Paolo Mastrolilli, La Stampa 7/10/2014, 7 ottobre 2014
LEON PANETTA SCARICA OBAMA E PREVEDE CHE LA GUERRA CONTRO L’ISIS DURERÀ TRENT’ANNI
Ci aspetta una «guerra lunga trent’anni», contro l’Isis e le sue ramificazioni, e almeno in parte la colpa ricade su Obama. Non è un rivale repubblicano che lancia questa accusa, ma Leon Panetta, ossia uno dei collaboratori più stretti del capo della Casa Bianca durante il suo primo mandato.
L’ex capo della Cia e del Pentagono, che fra le altre operazioni gestì il raid per uccidere Osama bin Laden, ha scritto un libro intitolato «Worthy Fights» che esce oggi. È un saggio molto diretto, a cui si è aggiunta un’intervista altrettanto chiara con il giornale «Usa Today». Panetta rimprovera ad Obama soprattutto tre cose. Primo, non aver spinto di più nel 2011 per convincere il premier iracheno Al Maliki ad accettare la permanenza di alcuni reparti americani, dopo il ritiro delle truppe dal paese. La loro assenza ha infatti creato il vuoto che ora l’Isis sta riempiendo. Secondo, avere rigettato il suggerimento di armare l’opposizione siriana, che proprio Panetta e l’allora segretario di Stato Hillary Clinton avevano avanzato. Questo avrebbe consentito di capire se sul terreno c’erano forze moderate in grado di rovesciare Assad, fermando nello stesso tempo lo sviluppo dei gruppi terroristici. Terzo, non aver bombardato Assad, dopo averlo avvertito che l’uso delle armi chimiche nella guerra civile era una linea rossa invalicabile. Ciò ha danneggiato la credibilità americana nella regione, e Washington ne paga ancora il prezzo con la riluttanza degli alleati tipo la Turchia a contribuire alla coalizione per combattere l’Isis.
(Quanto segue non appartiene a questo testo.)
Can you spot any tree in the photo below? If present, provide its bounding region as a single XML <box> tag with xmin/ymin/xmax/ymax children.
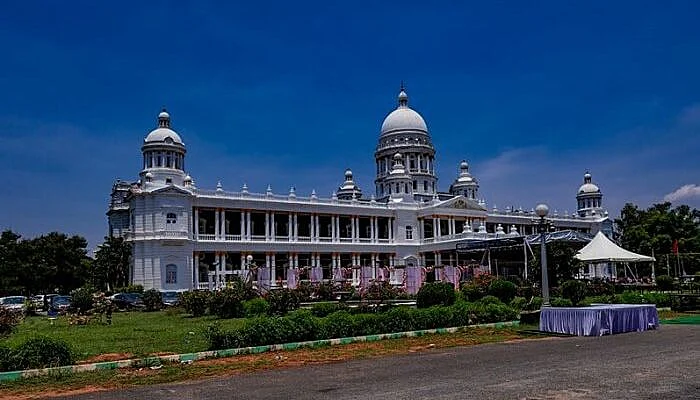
<box><xmin>615</xmin><ymin>202</ymin><xmax>700</xmax><ymax>274</ymax></box>
<box><xmin>92</xmin><ymin>236</ymin><xmax>131</xmax><ymax>290</ymax></box>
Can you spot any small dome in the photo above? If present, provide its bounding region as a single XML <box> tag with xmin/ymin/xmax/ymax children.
<box><xmin>381</xmin><ymin>106</ymin><xmax>428</xmax><ymax>135</ymax></box>
<box><xmin>382</xmin><ymin>85</ymin><xmax>428</xmax><ymax>135</ymax></box>
<box><xmin>144</xmin><ymin>109</ymin><xmax>184</xmax><ymax>146</ymax></box>
<box><xmin>578</xmin><ymin>183</ymin><xmax>600</xmax><ymax>194</ymax></box>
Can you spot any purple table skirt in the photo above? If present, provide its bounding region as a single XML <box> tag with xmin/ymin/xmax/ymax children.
<box><xmin>540</xmin><ymin>304</ymin><xmax>659</xmax><ymax>336</ymax></box>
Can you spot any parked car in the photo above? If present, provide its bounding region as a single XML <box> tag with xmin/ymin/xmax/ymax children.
<box><xmin>47</xmin><ymin>295</ymin><xmax>73</xmax><ymax>314</ymax></box>
<box><xmin>160</xmin><ymin>291</ymin><xmax>180</xmax><ymax>307</ymax></box>
<box><xmin>31</xmin><ymin>293</ymin><xmax>58</xmax><ymax>310</ymax></box>
<box><xmin>109</xmin><ymin>293</ymin><xmax>144</xmax><ymax>310</ymax></box>
<box><xmin>0</xmin><ymin>296</ymin><xmax>27</xmax><ymax>312</ymax></box>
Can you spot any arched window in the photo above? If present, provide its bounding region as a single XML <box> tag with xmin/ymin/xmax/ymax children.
<box><xmin>165</xmin><ymin>264</ymin><xmax>177</xmax><ymax>285</ymax></box>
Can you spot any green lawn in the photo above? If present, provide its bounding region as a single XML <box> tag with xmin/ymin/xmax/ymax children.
<box><xmin>4</xmin><ymin>311</ymin><xmax>243</xmax><ymax>360</ymax></box>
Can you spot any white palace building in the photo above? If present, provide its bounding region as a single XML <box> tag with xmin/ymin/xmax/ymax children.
<box><xmin>107</xmin><ymin>88</ymin><xmax>610</xmax><ymax>290</ymax></box>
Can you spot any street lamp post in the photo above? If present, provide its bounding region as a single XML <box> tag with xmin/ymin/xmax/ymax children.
<box><xmin>535</xmin><ymin>204</ymin><xmax>549</xmax><ymax>307</ymax></box>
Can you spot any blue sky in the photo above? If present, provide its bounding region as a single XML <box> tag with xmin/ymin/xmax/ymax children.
<box><xmin>0</xmin><ymin>1</ymin><xmax>700</xmax><ymax>246</ymax></box>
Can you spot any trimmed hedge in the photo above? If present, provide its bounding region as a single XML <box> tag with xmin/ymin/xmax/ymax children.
<box><xmin>0</xmin><ymin>336</ymin><xmax>75</xmax><ymax>371</ymax></box>
<box><xmin>206</xmin><ymin>302</ymin><xmax>518</xmax><ymax>350</ymax></box>
<box><xmin>416</xmin><ymin>282</ymin><xmax>457</xmax><ymax>308</ymax></box>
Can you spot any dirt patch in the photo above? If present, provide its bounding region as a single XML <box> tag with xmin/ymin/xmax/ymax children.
<box><xmin>78</xmin><ymin>353</ymin><xmax>134</xmax><ymax>364</ymax></box>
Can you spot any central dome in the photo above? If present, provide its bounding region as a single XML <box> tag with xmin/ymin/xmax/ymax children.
<box><xmin>382</xmin><ymin>88</ymin><xmax>428</xmax><ymax>135</ymax></box>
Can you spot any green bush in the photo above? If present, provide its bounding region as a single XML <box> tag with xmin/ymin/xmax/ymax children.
<box><xmin>460</xmin><ymin>283</ymin><xmax>486</xmax><ymax>302</ymax></box>
<box><xmin>266</xmin><ymin>289</ymin><xmax>301</xmax><ymax>315</ymax></box>
<box><xmin>561</xmin><ymin>280</ymin><xmax>588</xmax><ymax>306</ymax></box>
<box><xmin>477</xmin><ymin>295</ymin><xmax>504</xmax><ymax>304</ymax></box>
<box><xmin>70</xmin><ymin>285</ymin><xmax>95</xmax><ymax>315</ymax></box>
<box><xmin>141</xmin><ymin>289</ymin><xmax>163</xmax><ymax>311</ymax></box>
<box><xmin>114</xmin><ymin>285</ymin><xmax>143</xmax><ymax>293</ymax></box>
<box><xmin>243</xmin><ymin>297</ymin><xmax>270</xmax><ymax>318</ymax></box>
<box><xmin>179</xmin><ymin>290</ymin><xmax>209</xmax><ymax>317</ymax></box>
<box><xmin>311</xmin><ymin>302</ymin><xmax>348</xmax><ymax>318</ymax></box>
<box><xmin>656</xmin><ymin>275</ymin><xmax>673</xmax><ymax>291</ymax></box>
<box><xmin>209</xmin><ymin>288</ymin><xmax>245</xmax><ymax>318</ymax></box>
<box><xmin>549</xmin><ymin>297</ymin><xmax>574</xmax><ymax>307</ymax></box>
<box><xmin>10</xmin><ymin>337</ymin><xmax>74</xmax><ymax>369</ymax></box>
<box><xmin>510</xmin><ymin>297</ymin><xmax>528</xmax><ymax>311</ymax></box>
<box><xmin>321</xmin><ymin>311</ymin><xmax>354</xmax><ymax>338</ymax></box>
<box><xmin>0</xmin><ymin>307</ymin><xmax>22</xmax><ymax>337</ymax></box>
<box><xmin>416</xmin><ymin>282</ymin><xmax>457</xmax><ymax>308</ymax></box>
<box><xmin>488</xmin><ymin>279</ymin><xmax>518</xmax><ymax>304</ymax></box>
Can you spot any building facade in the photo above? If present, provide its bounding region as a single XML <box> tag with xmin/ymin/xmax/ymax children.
<box><xmin>107</xmin><ymin>87</ymin><xmax>610</xmax><ymax>290</ymax></box>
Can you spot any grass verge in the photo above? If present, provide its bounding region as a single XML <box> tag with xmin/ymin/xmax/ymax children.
<box><xmin>0</xmin><ymin>328</ymin><xmax>525</xmax><ymax>399</ymax></box>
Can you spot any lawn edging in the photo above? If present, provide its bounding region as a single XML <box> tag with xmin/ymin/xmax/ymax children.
<box><xmin>0</xmin><ymin>321</ymin><xmax>519</xmax><ymax>382</ymax></box>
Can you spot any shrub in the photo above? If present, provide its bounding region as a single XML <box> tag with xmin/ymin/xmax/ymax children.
<box><xmin>321</xmin><ymin>311</ymin><xmax>354</xmax><ymax>338</ymax></box>
<box><xmin>311</xmin><ymin>302</ymin><xmax>348</xmax><ymax>318</ymax></box>
<box><xmin>416</xmin><ymin>282</ymin><xmax>457</xmax><ymax>308</ymax></box>
<box><xmin>114</xmin><ymin>285</ymin><xmax>143</xmax><ymax>293</ymax></box>
<box><xmin>460</xmin><ymin>283</ymin><xmax>486</xmax><ymax>302</ymax></box>
<box><xmin>209</xmin><ymin>288</ymin><xmax>245</xmax><ymax>318</ymax></box>
<box><xmin>549</xmin><ymin>297</ymin><xmax>574</xmax><ymax>307</ymax></box>
<box><xmin>11</xmin><ymin>337</ymin><xmax>74</xmax><ymax>369</ymax></box>
<box><xmin>0</xmin><ymin>307</ymin><xmax>22</xmax><ymax>337</ymax></box>
<box><xmin>510</xmin><ymin>297</ymin><xmax>528</xmax><ymax>311</ymax></box>
<box><xmin>656</xmin><ymin>275</ymin><xmax>673</xmax><ymax>291</ymax></box>
<box><xmin>488</xmin><ymin>279</ymin><xmax>518</xmax><ymax>303</ymax></box>
<box><xmin>267</xmin><ymin>289</ymin><xmax>300</xmax><ymax>315</ymax></box>
<box><xmin>70</xmin><ymin>286</ymin><xmax>95</xmax><ymax>315</ymax></box>
<box><xmin>141</xmin><ymin>289</ymin><xmax>163</xmax><ymax>311</ymax></box>
<box><xmin>561</xmin><ymin>280</ymin><xmax>588</xmax><ymax>306</ymax></box>
<box><xmin>180</xmin><ymin>290</ymin><xmax>209</xmax><ymax>317</ymax></box>
<box><xmin>243</xmin><ymin>297</ymin><xmax>270</xmax><ymax>317</ymax></box>
<box><xmin>477</xmin><ymin>296</ymin><xmax>504</xmax><ymax>305</ymax></box>
<box><xmin>381</xmin><ymin>307</ymin><xmax>414</xmax><ymax>333</ymax></box>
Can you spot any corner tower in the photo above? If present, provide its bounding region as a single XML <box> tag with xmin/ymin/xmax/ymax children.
<box><xmin>576</xmin><ymin>171</ymin><xmax>603</xmax><ymax>217</ymax></box>
<box><xmin>374</xmin><ymin>84</ymin><xmax>437</xmax><ymax>200</ymax></box>
<box><xmin>139</xmin><ymin>109</ymin><xmax>187</xmax><ymax>186</ymax></box>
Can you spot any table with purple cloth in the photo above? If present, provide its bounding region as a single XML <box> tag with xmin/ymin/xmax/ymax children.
<box><xmin>540</xmin><ymin>304</ymin><xmax>659</xmax><ymax>336</ymax></box>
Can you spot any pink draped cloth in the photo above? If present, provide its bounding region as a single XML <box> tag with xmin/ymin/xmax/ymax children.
<box><xmin>287</xmin><ymin>268</ymin><xmax>299</xmax><ymax>289</ymax></box>
<box><xmin>311</xmin><ymin>267</ymin><xmax>323</xmax><ymax>282</ymax></box>
<box><xmin>406</xmin><ymin>266</ymin><xmax>423</xmax><ymax>294</ymax></box>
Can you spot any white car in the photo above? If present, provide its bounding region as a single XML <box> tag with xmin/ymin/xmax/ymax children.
<box><xmin>0</xmin><ymin>296</ymin><xmax>27</xmax><ymax>312</ymax></box>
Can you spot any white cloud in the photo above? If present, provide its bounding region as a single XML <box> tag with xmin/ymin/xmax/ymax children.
<box><xmin>664</xmin><ymin>183</ymin><xmax>700</xmax><ymax>203</ymax></box>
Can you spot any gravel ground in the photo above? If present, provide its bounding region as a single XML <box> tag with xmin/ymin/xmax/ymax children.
<box><xmin>68</xmin><ymin>325</ymin><xmax>700</xmax><ymax>400</ymax></box>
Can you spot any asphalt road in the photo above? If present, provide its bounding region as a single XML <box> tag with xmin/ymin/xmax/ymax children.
<box><xmin>68</xmin><ymin>325</ymin><xmax>700</xmax><ymax>400</ymax></box>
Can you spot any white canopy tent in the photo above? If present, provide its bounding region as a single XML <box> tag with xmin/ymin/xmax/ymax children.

Panetta dice che Obama ha fatto molto nei primi quattro anni per rilanciare l’economia e contrastare il terrorismo, ma poi «ha perso la strada». La sua debolezza principale è «la frustrante reticenza ad affrontare gli oppositori e generare sostegno per le sue cause. Troppo spesso si affida alla logica del professore di legge, piuttosto che alla passione del leader. Evita le battaglie, si lamenta, e perde opportunità. Si lascia scoraggiare dal processo e smette di combattere», come sulla crisi del bilancio. La Casa Bianca è risentita, perché il libro di Panetta è un regalo ai nemici repubblicani, ma lui potrebbe avere due motivi politici per dire queste cose: difendere la sua eredità storica, e aiutare Hillary Clinton a posizionarsi su un piano diverso da quello di Obama, in vista del 2016: «Sarebbe un grande presidente, perché i Clinton vogliono realizzare le cose di cui parlano». Obama però può ancora salvare la propria eredità, usando i prossimi due anni per sconfiggere l’Isis e affrontare l’emergenza del terrorismo in paesi come la Nigeria, la Somalia, lo Yemen e la Libia. «Forse questa crisi gli ha fatto ritrovare se stesso, dandogli la volontà di rimboccarsi le maniche e confrontare il Congresso anche sugli altri problemi interni del paese».